The saddest part of the experience for me is that the fragrance’s heart goes unnoticed. The middle notes of honeysuckle, orange blossom, and juniper berry only appear in the most subtle of ways. An hour after applying the fragrance, once it’s faded to the point of being practically non-existent, you might notice the sweet honeysuckle and powdery orange blossom notes — albeit still enveloped in woody musks. Because the fragrance doesn’t have much lasting power, that moment when it finally hits its stride (an hour to 90 minutes after application) elapses incredibly quickly.
While perfumer Carlos Vinals hoped the fragrance would feel “free-spirited, confident, pure, and, most important, happy,” he fell short of the mark. For me, there was nothing euphoric, carefree, lively, or whimsical about this scent. If anything, it just felt like a man’s cologne in a pretty bottle.

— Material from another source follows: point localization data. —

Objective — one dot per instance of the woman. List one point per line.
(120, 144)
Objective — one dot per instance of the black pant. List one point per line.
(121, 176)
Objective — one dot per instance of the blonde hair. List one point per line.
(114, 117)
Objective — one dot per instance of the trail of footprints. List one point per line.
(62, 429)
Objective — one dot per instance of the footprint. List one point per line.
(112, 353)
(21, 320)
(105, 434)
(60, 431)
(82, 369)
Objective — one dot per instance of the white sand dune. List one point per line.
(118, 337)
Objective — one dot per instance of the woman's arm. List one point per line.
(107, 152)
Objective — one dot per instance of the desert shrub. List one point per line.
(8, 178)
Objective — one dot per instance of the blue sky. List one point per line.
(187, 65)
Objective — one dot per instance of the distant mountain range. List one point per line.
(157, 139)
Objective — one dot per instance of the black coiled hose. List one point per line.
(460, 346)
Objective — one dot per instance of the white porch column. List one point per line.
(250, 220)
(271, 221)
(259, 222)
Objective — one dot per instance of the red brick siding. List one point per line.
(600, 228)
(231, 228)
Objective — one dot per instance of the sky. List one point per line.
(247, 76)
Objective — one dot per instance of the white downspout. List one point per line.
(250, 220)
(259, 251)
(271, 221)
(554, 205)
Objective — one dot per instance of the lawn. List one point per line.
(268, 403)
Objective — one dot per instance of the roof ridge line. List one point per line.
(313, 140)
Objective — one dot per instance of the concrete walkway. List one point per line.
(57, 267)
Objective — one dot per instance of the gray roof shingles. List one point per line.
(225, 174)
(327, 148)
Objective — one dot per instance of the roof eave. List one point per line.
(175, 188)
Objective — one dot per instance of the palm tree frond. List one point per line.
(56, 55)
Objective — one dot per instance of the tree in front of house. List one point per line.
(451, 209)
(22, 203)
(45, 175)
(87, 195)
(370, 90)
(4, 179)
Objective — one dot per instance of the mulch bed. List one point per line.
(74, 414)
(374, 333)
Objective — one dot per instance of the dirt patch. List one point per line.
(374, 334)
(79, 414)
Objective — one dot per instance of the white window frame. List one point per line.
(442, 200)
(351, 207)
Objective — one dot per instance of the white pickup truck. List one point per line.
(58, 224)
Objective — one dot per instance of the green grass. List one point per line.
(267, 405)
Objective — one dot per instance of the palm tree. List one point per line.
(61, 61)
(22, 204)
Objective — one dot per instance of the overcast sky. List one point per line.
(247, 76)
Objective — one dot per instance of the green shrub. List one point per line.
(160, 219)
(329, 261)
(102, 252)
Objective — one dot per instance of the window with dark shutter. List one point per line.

That said, the bottle is rather stunning, featuring a gradient glass that moves from a warm yellow along the upper third to a peachy pink along the center, then transitioning to a deep fuchsia at the base of the bottle. This gradient scheme reminded me of the 2009 edition of the Carolina Herrera 212 on Ice fragrance, which itself captured the colors of a summer sunset. But, alas, the CLEAN Summer Sun’s packaging only goes so far and what lies inside that pretty bottle is hardly the makings of an aromatic summer romance.